CAPRICHO provides multiple layers of quality control:

### Bioactivity Type Filtering
```bash
--bioactivity-type IC50,Ki,EC50
```
Focus on specific measurement types relevant to your analysis.

### Relation Filtering
```bash
# Only exact measurements (default behavior, pchembl pre-calculated by ChEMBL)
--standard-relation "="

# Include censored data (requires --calculate-pchembl)
--standard-relation "=,<,>" --calculate-pchembl
```
Choose measurement precision level based on your analysis needs.

### Date Requirements
```bash
--require-doc-date
```
Ensure all data has associated publication dates.

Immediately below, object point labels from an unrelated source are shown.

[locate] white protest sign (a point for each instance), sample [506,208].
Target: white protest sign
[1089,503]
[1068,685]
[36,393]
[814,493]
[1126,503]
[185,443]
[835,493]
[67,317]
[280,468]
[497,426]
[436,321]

### Assay Size Constraints
```bash
--min-assay-size 10 --max-assay-size 1000
```
Filter assays by number of tested compounds.

## Reproducibility

CAPRICHO ensures full reproducibility through several mechanisms:

### Recipe Files

Every run generates a JSON recipe file containing the full command and all parameters used:

```json
{
  "command": "capricho get --target-ids CHEMBL203 --output-path egfr_data.csv",
  "capricho version": "0.1.0",
  "molecule_ids": [],
  "target_ids": ["CHEMBL203"],
  "assay_ids": [],
  "document_ids": [],
  "calculate_pchembl": false,
  "output_path": "egfr_data.csv",
  "confidence_scores": [7, 8, 9],
  "bioactivity_type": ["Potency", "Kd", "Ki", "IC50", "AC50", "EC50"],
  "standard_relation": ["="],
  "assay_types": ["B", "F"],
  "chembl_version": "36",
  "compound_equality": "connectivity",
  "aggregate_on": "pchembl_value"
}
```

This allows exact reproduction of your data curation workflow.

### Version Control

Specify exact ChEMBL versions:
```bash
capricho get --target-ids CHEMBL203 --chembl-version 33
```

### Transparent Processing

All filtering steps are logged and flagged data is preserved for inspection.

## Output Structure

Understanding CAPRICHO's output helps you make the most of your curated data. Each `capricho get` run produces multiple files:

### Main Data File (`*_data.csv`)
- Aggregated bioactivity measurements
- Standardized column names
- Quality and processing flags in dedicated columns

### Recipe File (`*_recipe.json`)
- Complete record of all parameters used
- Enables exact reproduction of the workflow

### Pre-aggregation Data (`*_not_aggregated.csv`)
- Individual measurements before aggregation
- Useful for understanding how data was combined
- Can be skipped with `--skip-not-aggregated`

### Removed Subset (`*_removed_subset.csv`)
- Entries that were filtered out during curation
- Allows inspection of what was excluded and why

This multi-file approach ensures transparency while providing clean, analysis-ready data.